Perspective on DOJ Pivot on FCA Enforcement Policy
Two new DOJ policies about False Claims Act enforcement became public last week. First, DOJ’s Associate Attorney General announced a new civil enforcement policy that instructs False Claims Act litigators not to use any sub-regulatory guidance to create legal obligations. Second, we learned that DOJ’s Civil Fraud section instructed all False Claims Act litigators to consider whether declined qui tam actions should be dismissed under the Department’s authority in Section 3730(c)(2)(A) of the False Claims Act. The central theme of this policy is that dismissal of qui tam actions is warranted when it is in the federal interest to do so, and the policy clearly sets out seven such federal interests.
These actions have received a lot of coverage, including articles in BNA, and Law360. There is a range of opinions as to whether the new policy on dismissals will in fact be exercised. And yesterday there were reports that defense attorneys were already using the new dismissal policy to urge dismissals in pending cases.
Apart from these case-specific considerations, I want to reflect on the importance of these new policies in the context of False Claims Act enforcement over the last 32 years (since the 1986 Amendments), from my perspective litigating and supervising False Claims Act cases at DOJ for 13 years and as a defense attorney for the last 13 years.
Since the 1986 Amendments, the Executive and Legislative Branches, fueled by the qui tam bar, have created an ever-expanding False Claims Act, through legislation (FERA and ACA amendments) and litigation positions asserted in the Supreme Court and lower courts. DOJ has also exhibited a general reluctance, with some exceptions, to take actions that would circumscribe the qui tam bar’s ability to pursue cases and theories as it sees fit, even when such actions could be detrimental to the United States. A striking example has been the Department’s reluctance, except in exceptional circumstances, to use its dismissal authority to terminate litigation —remarkably, even when the cognizant federal agency had fully reviewed the allegations and concluded that it had not been defrauded.
These two new policies signal a pivot in Executive Branch policy. Specifically, the Associate Attorney General’s’ new policy will help ensure due process and fair notice of legal obligations, essential elements of all punitive statutes, by restricting what many have viewed as fraud cases built on agency “compliance guidance” and other sub-regulatory material, such as alerts, advisories, and manuals (which can still be used to evidence “knowledge”). The Civil Fraud section’s new policy makes it clear that the primary purpose of the qui tam provisions is to promote the interests of the United States, and thus that the Department of Justice should exercise its right to terminate litigation brought in its name if litigation pursued by private counsel would likely be detrimental to those interests.

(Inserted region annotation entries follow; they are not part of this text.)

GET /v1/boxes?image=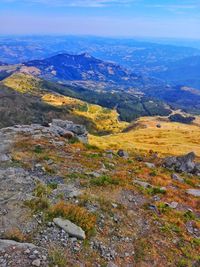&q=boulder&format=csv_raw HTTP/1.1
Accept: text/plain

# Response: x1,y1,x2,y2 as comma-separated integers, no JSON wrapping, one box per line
117,149,129,158
0,239,35,252
144,162,156,169
134,180,152,188
163,152,198,173
53,218,86,240
186,189,200,197
171,173,184,183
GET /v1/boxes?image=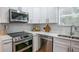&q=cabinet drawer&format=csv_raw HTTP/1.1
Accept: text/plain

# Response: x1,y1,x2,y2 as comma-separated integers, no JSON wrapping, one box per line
54,38,70,45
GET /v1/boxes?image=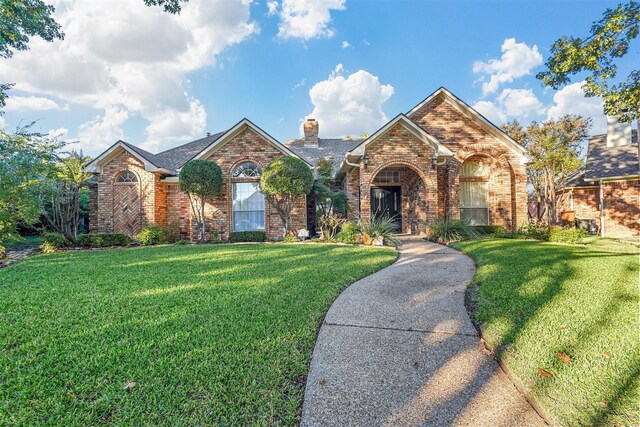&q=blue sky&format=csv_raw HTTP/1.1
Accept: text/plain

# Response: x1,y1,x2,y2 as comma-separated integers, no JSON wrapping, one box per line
0,0,640,155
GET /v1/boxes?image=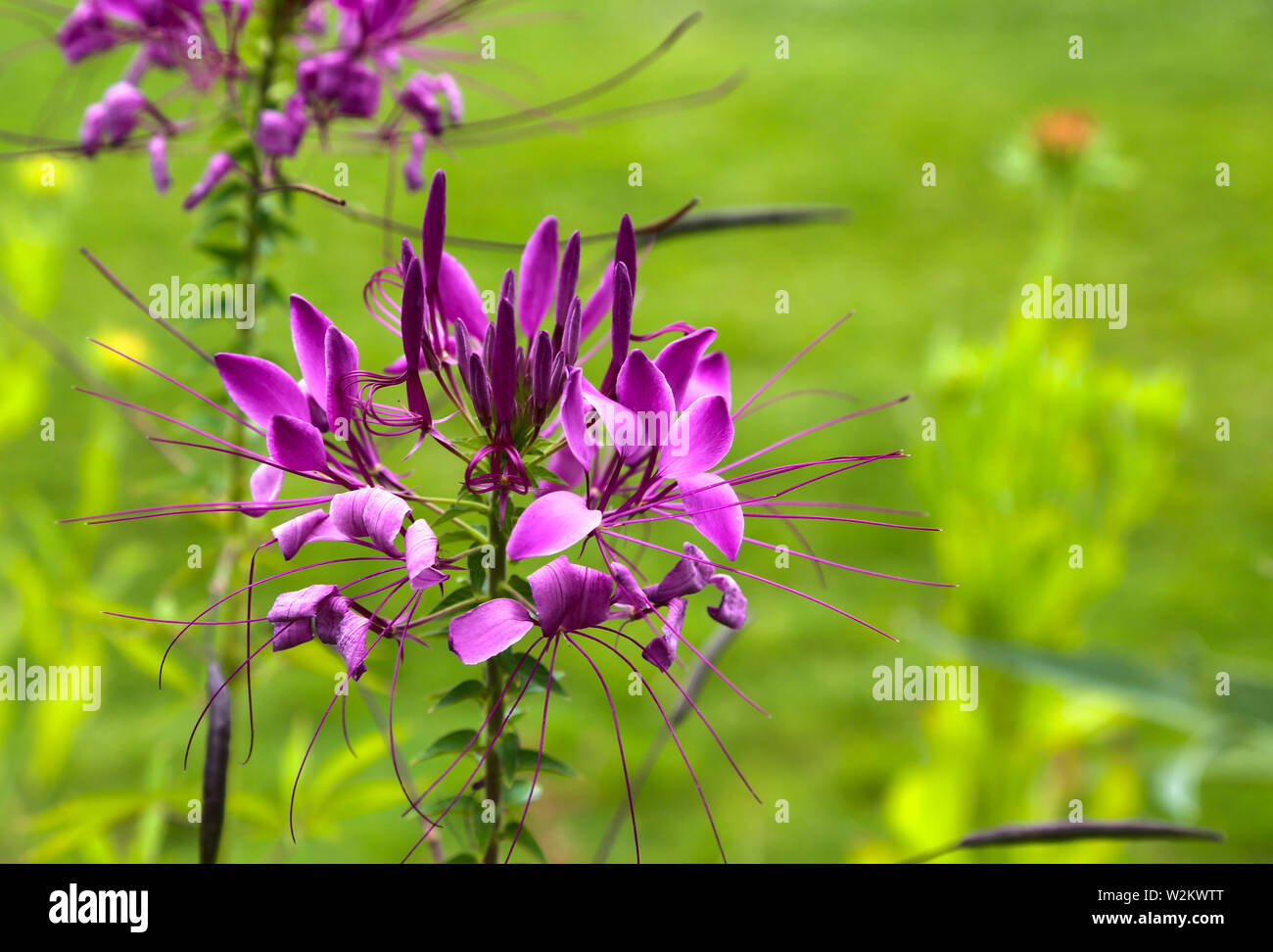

The False Claims Act is a very powerful tool, and these new policies signal a commitment to use it to protect federal interests, both programmatic and pecuniary, and to ensure that allegations of fraud are well-grounded in statutes and regulations. This is essential to restoring the confidence of those who do business with the federal government or receive federal payments or reimbursements, and to ensuring that federal interests, not unbridled private interests, remain paramount.